Denis Villeneuve’s sequel, Blade Runner 2049, takes everything that Scott attempted with his 1982 feature and improves upon it by embracing real characters and a worthwhile storyline. While the director has demanded that the details of this story be shrouded in mystery, it’s at least a narrative where I can see clear forces in conflict rather than Deckard running around, shooting replicants, and then we all wonder at the end if he was a replicant or not. 2049 takes all of the strengths of the original as well as a couple of the weaknesses to create something more stunning and powerful than its inspiration.
[While I would normally provide a few more details on the plot, before and after the press screening, the publicist conveyed a message from Villeneuve specifically asking us to steer clear of spoilers to the point of noting specific plot points and characters that should be left obscure. Although I don’t think knowing these plot points would lessen one’s enjoyment of the film, I’ll respect Villeneuve’s wishes and try to keep things as vague as possible as far as the plot is concerned.]
In the year 2049, thirty years after the events of the first Blade Runner, “K” (Ryan Gosling) is a detective working for the LAPD and hunting down replicants (synthetic humans created as a labor force) when he comes across a surprising discovery buried near the home of a target. His investigation leads him to make a startling revelation, and his investigation leads him to try and find Rick Deckard (Harrison Ford). However, K’s investigation also earns the attention of replicant manufacturer Niander Wallace (Jared Leto), who sends his employee Luv (Sylvia Hoeks) to reach K’s target before he does.
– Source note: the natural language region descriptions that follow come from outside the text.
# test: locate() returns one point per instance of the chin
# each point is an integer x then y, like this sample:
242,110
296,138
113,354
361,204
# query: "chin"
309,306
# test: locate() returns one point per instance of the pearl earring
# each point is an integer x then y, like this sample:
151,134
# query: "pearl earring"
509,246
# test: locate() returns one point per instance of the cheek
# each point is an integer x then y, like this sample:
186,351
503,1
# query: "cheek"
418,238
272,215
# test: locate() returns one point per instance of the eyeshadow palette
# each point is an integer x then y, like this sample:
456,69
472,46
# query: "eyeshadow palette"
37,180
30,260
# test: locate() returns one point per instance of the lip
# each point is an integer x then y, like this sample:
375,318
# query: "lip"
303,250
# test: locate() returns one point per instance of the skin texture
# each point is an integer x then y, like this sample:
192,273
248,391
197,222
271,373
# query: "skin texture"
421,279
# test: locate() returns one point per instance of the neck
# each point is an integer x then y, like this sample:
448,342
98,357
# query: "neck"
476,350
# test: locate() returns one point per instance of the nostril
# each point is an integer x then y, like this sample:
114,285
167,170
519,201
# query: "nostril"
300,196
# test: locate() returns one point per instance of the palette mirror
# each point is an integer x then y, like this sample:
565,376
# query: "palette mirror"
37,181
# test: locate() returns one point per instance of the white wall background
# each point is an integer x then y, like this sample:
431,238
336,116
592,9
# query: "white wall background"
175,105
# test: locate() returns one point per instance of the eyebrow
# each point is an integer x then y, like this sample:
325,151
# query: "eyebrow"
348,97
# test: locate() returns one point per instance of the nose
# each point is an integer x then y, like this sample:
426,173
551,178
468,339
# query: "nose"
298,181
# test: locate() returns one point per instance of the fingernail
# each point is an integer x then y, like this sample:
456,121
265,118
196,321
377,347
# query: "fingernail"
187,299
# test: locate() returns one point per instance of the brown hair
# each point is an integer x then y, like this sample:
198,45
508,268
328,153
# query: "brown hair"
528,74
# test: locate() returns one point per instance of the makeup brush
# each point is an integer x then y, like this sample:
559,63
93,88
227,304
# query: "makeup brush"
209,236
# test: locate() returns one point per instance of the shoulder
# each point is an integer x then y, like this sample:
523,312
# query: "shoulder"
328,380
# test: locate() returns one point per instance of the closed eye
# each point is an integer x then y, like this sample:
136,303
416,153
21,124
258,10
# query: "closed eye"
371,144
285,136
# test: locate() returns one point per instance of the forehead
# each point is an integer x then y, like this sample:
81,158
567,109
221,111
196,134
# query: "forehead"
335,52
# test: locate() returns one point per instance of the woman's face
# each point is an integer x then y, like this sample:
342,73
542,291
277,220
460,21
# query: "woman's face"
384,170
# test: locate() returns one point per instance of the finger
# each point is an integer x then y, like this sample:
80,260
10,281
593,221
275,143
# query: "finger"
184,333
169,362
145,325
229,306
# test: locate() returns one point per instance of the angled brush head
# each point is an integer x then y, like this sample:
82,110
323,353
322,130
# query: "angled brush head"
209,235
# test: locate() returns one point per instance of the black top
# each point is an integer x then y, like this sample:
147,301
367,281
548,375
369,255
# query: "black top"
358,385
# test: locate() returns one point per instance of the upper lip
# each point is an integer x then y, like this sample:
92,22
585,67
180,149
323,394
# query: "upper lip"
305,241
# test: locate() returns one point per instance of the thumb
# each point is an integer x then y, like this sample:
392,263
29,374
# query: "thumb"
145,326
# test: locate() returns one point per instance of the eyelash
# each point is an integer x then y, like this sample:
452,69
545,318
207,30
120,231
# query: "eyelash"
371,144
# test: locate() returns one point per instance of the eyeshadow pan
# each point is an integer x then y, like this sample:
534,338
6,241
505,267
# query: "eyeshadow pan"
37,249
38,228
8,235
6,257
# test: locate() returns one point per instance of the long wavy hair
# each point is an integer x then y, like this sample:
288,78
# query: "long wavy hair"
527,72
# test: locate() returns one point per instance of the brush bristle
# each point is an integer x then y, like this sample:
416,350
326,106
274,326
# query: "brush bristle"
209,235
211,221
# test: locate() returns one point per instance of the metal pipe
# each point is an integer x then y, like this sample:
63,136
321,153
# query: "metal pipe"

There are major revelations throughout the plot that change the complexion of the story, some of which you’ll learn within the first ten minutes of the movie, but overall what makes Blade Runner 2049 a much richer experience is that there are details to latch onto. By the end of the movie, I had a good sense of who ‘K’ was even though Gosling gives a restrained, measured performance. I know what he wants, what he’s puzzled over, and what he’s lost. By comparison, when we meet Deckard again, I can’t make a connection. When Ford reprised Han Solo in Star Wars: The Force Awakens, he slipped back into character and that character was recognizable. Since the original Blade Runner never gives us much with Deckard, Ford’s work in 2049 is an excellent performance in search of a character. You feel the weight of age and loss, but almost everything that gives dimensionality to Deckard comes from material that’s introduced in the sequel, not something we got from the original.